As I write this blog, I wonder whether my job as a writer will be overtaken in the future by algorithms and software programs – that can put out an argument and analyze it.  

The employment of business analysts and financial report writers is already in jeopardy. Data can now be sipped out of annual or quarterly results of companies by software scripts. They can be presented in a fashion that seems a human being has written it.  

The scripts might add a quote of a sectoral expert to the report for a dash of human touch to it.

In the coming future, there would be thousands of jobs at risk as machine learning becomes advanced enough to out-beat humans at their game. 

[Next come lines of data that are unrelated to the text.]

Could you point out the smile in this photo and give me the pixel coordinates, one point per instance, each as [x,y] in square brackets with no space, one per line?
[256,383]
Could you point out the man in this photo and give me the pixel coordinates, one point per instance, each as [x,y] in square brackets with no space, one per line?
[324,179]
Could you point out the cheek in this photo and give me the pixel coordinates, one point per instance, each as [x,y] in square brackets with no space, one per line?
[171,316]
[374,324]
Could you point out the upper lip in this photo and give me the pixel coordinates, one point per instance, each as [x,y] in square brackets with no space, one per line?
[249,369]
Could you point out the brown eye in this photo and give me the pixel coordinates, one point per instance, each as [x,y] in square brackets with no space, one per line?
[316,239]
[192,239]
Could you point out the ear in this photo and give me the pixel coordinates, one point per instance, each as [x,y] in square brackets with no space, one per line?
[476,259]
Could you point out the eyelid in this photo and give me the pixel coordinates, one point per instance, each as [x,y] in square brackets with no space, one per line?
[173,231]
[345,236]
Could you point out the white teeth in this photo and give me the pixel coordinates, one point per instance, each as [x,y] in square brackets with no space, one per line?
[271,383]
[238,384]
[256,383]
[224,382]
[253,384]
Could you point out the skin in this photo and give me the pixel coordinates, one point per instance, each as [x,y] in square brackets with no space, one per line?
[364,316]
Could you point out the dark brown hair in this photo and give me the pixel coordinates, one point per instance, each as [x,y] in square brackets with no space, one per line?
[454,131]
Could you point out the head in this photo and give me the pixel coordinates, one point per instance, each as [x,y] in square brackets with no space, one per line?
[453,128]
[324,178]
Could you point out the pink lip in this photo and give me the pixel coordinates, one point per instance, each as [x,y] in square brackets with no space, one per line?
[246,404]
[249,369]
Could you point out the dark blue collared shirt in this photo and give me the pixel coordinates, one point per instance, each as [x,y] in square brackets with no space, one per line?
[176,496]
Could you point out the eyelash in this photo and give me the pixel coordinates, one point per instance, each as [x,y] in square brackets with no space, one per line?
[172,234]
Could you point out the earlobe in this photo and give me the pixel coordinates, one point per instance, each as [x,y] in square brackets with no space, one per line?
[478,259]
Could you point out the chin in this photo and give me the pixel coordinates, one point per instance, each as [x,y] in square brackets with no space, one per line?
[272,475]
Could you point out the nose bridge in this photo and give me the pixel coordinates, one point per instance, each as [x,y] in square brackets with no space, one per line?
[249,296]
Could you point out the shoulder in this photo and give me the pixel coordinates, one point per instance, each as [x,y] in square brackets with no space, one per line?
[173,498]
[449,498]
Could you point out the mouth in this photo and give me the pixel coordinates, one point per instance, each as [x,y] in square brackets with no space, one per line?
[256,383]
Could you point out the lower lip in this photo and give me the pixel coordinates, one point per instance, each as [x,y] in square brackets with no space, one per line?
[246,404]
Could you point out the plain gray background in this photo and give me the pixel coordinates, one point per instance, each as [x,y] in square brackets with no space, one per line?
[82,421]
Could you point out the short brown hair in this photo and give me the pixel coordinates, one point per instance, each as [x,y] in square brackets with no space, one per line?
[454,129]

Apps such as Grammarly, have already made jobs of proofreaders redundant. Digital marketing is fairly automated already. And why do we need a human at the other end – to upload stories on a website, it might happen just as automatically with scripts. 

 

Let’s come to retail. While visiting a few McDonald’s outlets in Australasia including, I was surprised to see the absence of massive staff at several outlets. There were often only 2-3 people I could gather in the kitchen. 

Often there was nobody at the cashiers. So how do they take orders? McDonalds’ has put up touchscreens (a kind of Microsoft Surface) where it displays the food menu and the specials on offer. 

Select your order on the screens, a touch of your credit card on the PoS machine, and you’re done. 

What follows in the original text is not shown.